ANALYSIS

The Mendoza Firing: A Mid-Season Verdict on the Mets' Managerial Decision

A data-driven verdict on the Mets' mid-season firing — and what a $358M payroll, an injury-thinned roster, and a humiliating June collapse reveal about where the blame belongs.

The Mendoza Firing: A Mid-Season Verdict on the Mets' Managerial Decision

On June 26, 2026, the New York Mets dismissed manager Carlos Mendoza with the club mired at 34–47, last in the National League East and 15 games behind the division-leading Atlanta Braves. The move came in the wake of a four-game sweep at the hands of the Chicago Cubs — including a doubleheader in which the Mets committed six errors — and a six-game losing streak that left the team at 2–8 over its final ten games under Mendoza's watch. Andy Green, the club's senior vice president of baseball development and a former San Diego Padres manager, was named interim skipper.
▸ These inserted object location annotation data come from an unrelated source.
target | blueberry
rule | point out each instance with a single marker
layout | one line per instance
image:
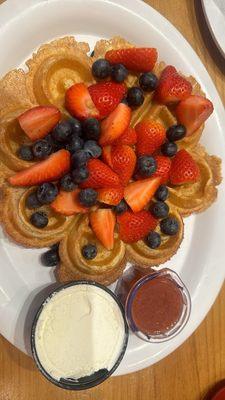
(50, 258)
(169, 149)
(135, 96)
(101, 69)
(91, 128)
(169, 226)
(41, 149)
(67, 184)
(79, 158)
(175, 132)
(148, 81)
(92, 148)
(88, 197)
(46, 193)
(153, 240)
(119, 73)
(62, 131)
(39, 219)
(32, 201)
(80, 174)
(121, 207)
(74, 143)
(146, 165)
(162, 193)
(89, 251)
(25, 153)
(76, 127)
(160, 209)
This article updates our May 2026 analysis, Mendoza vs. Stearns — written when Stearns had publicly declined to scapegoat his manager.

I. Executive Summary

34–47Record at Firing
15.0 GBBehind Atlanta
9.5 OutWild Card Gap
2–8Last 10 Games

The decision carried the weight of a season that had spiraled beyond recovery and an organizational investment that demanded accountability. With an opening payroll of approximately $358 million — second in MLB behind the Dodgers — the Mets had produced the worst record in the National League East, a run differential of −47, and a Pythagorean expected record of just 36–45. The gap between financial commitment and on-field results was among the largest in the sport.
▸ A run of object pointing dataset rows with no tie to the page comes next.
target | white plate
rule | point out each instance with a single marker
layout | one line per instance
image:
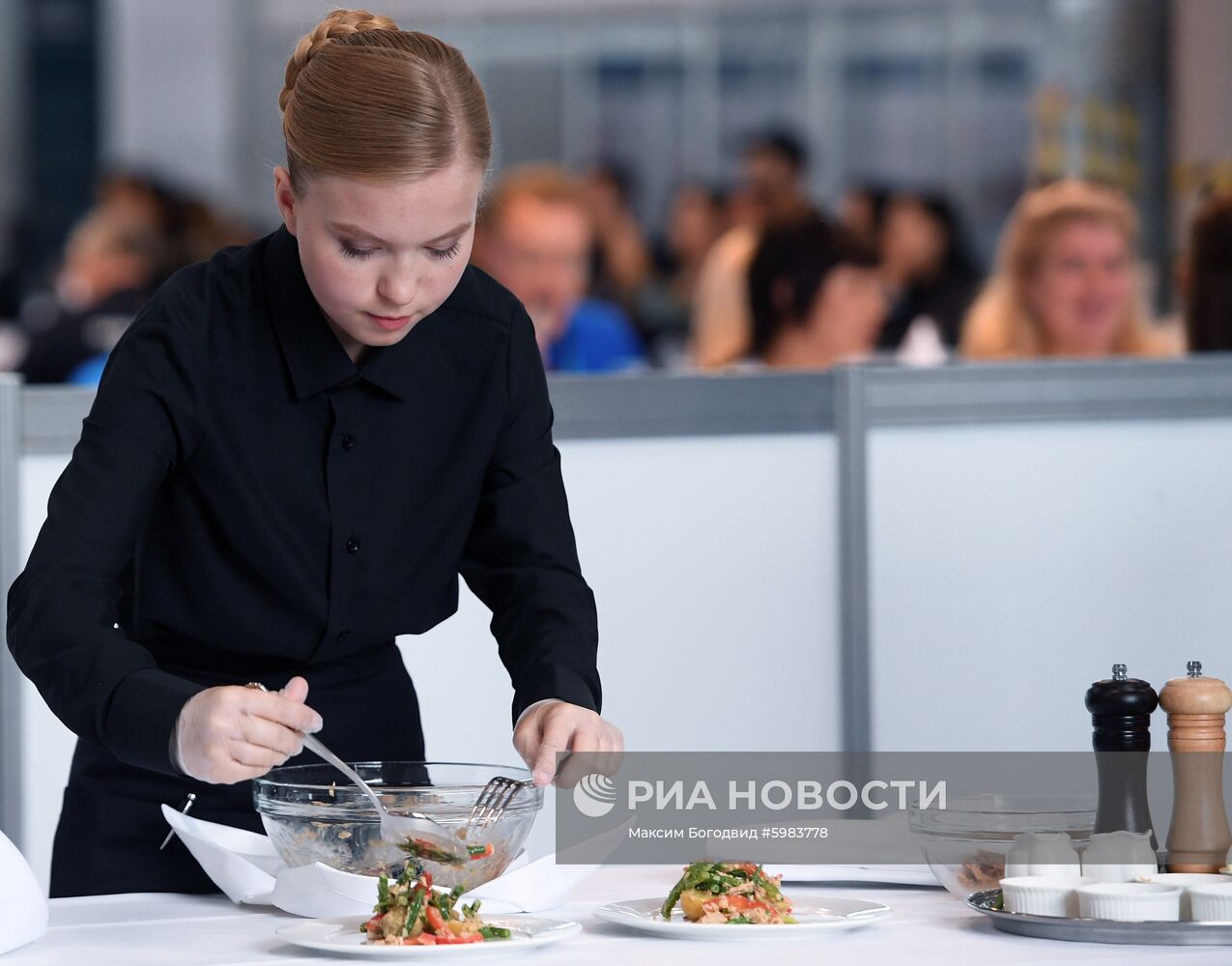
(819, 915)
(341, 935)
Yet the firing resists easy judgment. Mendoza's lineup was thinned by injuries to Francisco Lindor, Marcus Semien, Jorge Polanco, and Luis Robert Jr., while his rotation lost projected ace Kodai Senga and closer Clay Holmes for long stretches; high-profile offseason acquisitions Bo Bichette, Semien, and Freddy Peralta all underperformed. Notably, Juan Soto stayed largely healthy — playing the bulk of the season and hitting at an elite level — which complicates any "injuries alone doomed them" narrative: the Mets struggled even with their marquee bat producing. The Pythagorean analysis — projecting 36 wins against the Mets' actual 34 — suggests this was not a talented team victimized by managerial incompetence or bad luck; it was a genuinely sub-.500 roster performing near its true talent level. The failures of roster construction, the province of President of Baseball Operations David Stearns, were at least as consequential as anything that happened in the dugout.
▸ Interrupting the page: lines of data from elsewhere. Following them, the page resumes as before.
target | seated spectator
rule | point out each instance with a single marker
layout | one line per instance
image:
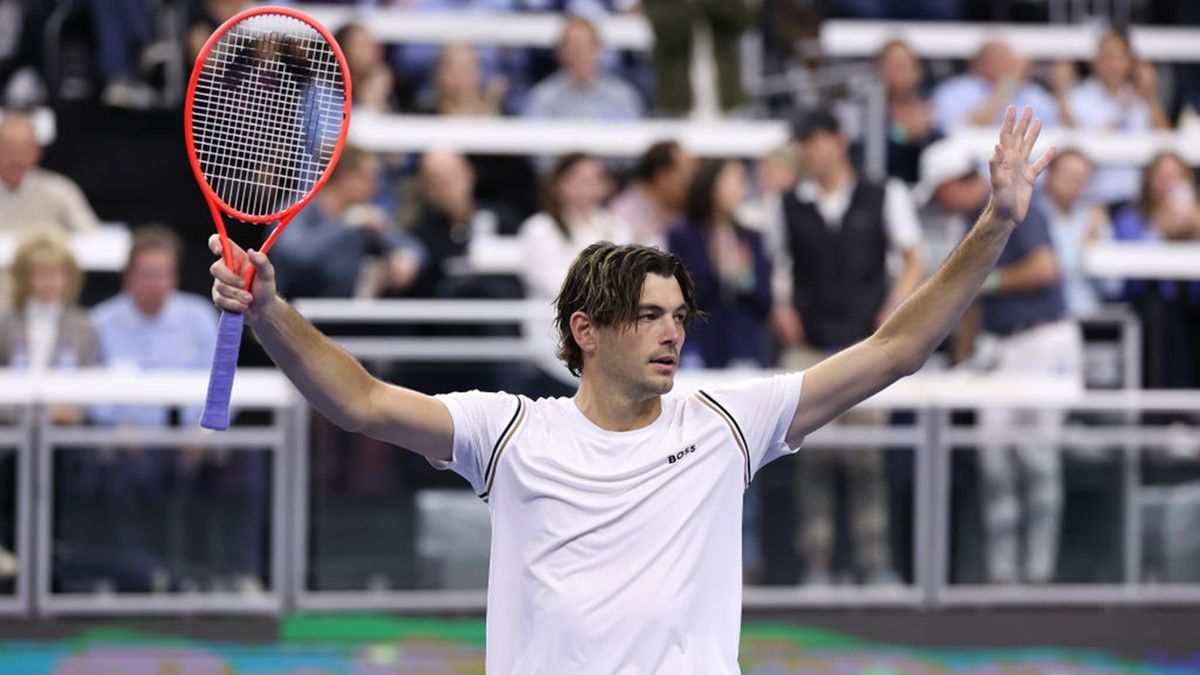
(414, 63)
(579, 89)
(121, 30)
(30, 193)
(153, 326)
(1075, 222)
(375, 85)
(910, 115)
(43, 330)
(683, 64)
(1165, 211)
(459, 88)
(46, 328)
(730, 268)
(449, 219)
(1121, 96)
(573, 216)
(997, 78)
(329, 245)
(654, 201)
This article examines the full arc of Mendoza's tenure, dissects the 2026 collapse in granular detail, and evaluates whether the firing was a justified accountability measure or the front office redirecting blame for its own missteps. The evidence supports an uncomfortable middle ground: the firing was defensible as organizational triage — something had to change with the franchise 13 games under .500 — but it was not a verdict that Mendoza was the root problem.

II. Career Overview: Promise to Collapse

Carlos Mendoza arrived in Queens in November 2023 as David Stearns' hand-picked hire — a first-time manager with no professional managerial experience at any level, chosen for his player-development pedigree and clubhouse rapport. His three-year contract would not survive to its expiration. What followed was one of the most dramatic arcs in modern Mets history: a pennant-series appearance in year one, regression in year two, and a freefall in year three that ended his tenure before the All-Star break.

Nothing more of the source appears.